Les sites de coavionnage parés au décollage
De quoi permettre également aux sites français de coavionnage, au premier rang desquels Wingly et Coavmi, de reprendre le développement de leur activité en France, qui est déjà devenue un vrai business sur d’autres marchés, comme l’Allemagne et le Royaume-Uni. « Nous allons pouvoir développer la France à fond », se félicite Emeric de Waziers, cofondateur de Wingly, qui revendique quelque 1.500 pilotes inscrits sur sa plate-forme. « Nous allons contacter tous les pilotes inscrits pour les informer », annonce-t-il. Malgré le retard pris, la France, avec ses centaines d’aérodromes et ses quelque 27.000 pilotes privés, reste en effet de loin le plus gros marché potentiel d’Europe pour les adeptes de Blablacar en version aérienne.

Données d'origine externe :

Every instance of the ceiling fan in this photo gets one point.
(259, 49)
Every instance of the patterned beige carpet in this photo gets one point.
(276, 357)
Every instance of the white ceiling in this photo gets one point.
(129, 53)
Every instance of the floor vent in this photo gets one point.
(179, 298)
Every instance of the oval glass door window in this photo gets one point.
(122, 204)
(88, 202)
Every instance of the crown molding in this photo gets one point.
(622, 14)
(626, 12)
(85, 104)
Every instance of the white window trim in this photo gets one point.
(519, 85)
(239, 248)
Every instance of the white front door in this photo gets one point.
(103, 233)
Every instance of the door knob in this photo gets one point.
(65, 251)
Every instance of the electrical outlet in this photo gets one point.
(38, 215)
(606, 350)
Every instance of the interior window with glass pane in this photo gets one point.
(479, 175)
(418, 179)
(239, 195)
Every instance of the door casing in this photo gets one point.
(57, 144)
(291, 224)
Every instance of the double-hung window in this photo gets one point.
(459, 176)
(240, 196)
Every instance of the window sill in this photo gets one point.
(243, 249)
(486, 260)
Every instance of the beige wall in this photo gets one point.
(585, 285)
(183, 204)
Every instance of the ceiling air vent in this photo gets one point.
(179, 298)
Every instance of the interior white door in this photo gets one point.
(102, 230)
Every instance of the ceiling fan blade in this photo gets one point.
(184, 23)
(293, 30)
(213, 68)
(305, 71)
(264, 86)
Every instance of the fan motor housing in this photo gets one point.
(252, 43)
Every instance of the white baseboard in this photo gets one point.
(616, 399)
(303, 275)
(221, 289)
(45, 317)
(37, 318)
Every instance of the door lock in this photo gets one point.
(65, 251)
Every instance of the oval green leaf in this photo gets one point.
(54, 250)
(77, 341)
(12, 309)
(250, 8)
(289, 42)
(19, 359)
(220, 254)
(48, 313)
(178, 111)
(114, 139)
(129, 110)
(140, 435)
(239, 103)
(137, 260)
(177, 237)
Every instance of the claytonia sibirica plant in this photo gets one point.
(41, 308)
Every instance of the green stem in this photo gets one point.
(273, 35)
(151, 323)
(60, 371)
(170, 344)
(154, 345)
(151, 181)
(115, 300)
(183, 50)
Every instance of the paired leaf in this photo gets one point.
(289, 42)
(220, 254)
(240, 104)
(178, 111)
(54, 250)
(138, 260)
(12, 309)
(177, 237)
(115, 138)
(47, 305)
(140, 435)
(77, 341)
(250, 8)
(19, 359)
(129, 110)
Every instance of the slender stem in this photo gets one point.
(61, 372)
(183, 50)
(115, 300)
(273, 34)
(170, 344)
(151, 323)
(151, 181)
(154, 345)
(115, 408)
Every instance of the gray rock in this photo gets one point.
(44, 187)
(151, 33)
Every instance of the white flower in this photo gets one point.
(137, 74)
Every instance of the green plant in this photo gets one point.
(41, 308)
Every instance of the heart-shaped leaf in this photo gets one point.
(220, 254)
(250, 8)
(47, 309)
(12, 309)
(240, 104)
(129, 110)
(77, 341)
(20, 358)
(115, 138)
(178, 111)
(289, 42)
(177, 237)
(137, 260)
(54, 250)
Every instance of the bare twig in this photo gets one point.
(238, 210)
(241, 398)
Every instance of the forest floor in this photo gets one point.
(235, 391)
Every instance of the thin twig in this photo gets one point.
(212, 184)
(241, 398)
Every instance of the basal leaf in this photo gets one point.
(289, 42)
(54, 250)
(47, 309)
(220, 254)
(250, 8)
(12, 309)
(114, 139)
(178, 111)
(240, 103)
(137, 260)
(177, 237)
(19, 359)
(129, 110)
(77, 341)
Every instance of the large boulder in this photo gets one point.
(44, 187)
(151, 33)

Une autorégulation avec la fédération des aéroclubs
Cependant, ce feu vert légal au décollage du coavionnage en France devrait s’accompagner de quelques précautions particulières, afin de garantir la sécurité des passagers. Bien que la réglementation européenne n’impose par d’obligations en la matière, les sites de coavionnage exigent déjà une expérience minimale de la part des pilotes – 100 heures de vol chez Wingly – et quelques garanties complémentaires comme le recours à un centre de maintenance certifié. L’étape suivante pourrait être la mise en place, avec la fédération de l’aviation générale (FFA), d’une validation par des instructeurs agréés de la capacité du pilote à faire du coavionnage. « Nous allons travailler avec la fédération française d’aéronautique afin d’intégrer le coavionnage de façon intelligente et sécurisée dans les aéroclubs français », confirme Youssef Oubihi, le fondateur du site Coavmi. Une forme d’autorégulation souhaitée par l’EASA, mais plutôt inhabituelle dans un domaine aussi surveillé que l’aviation en France.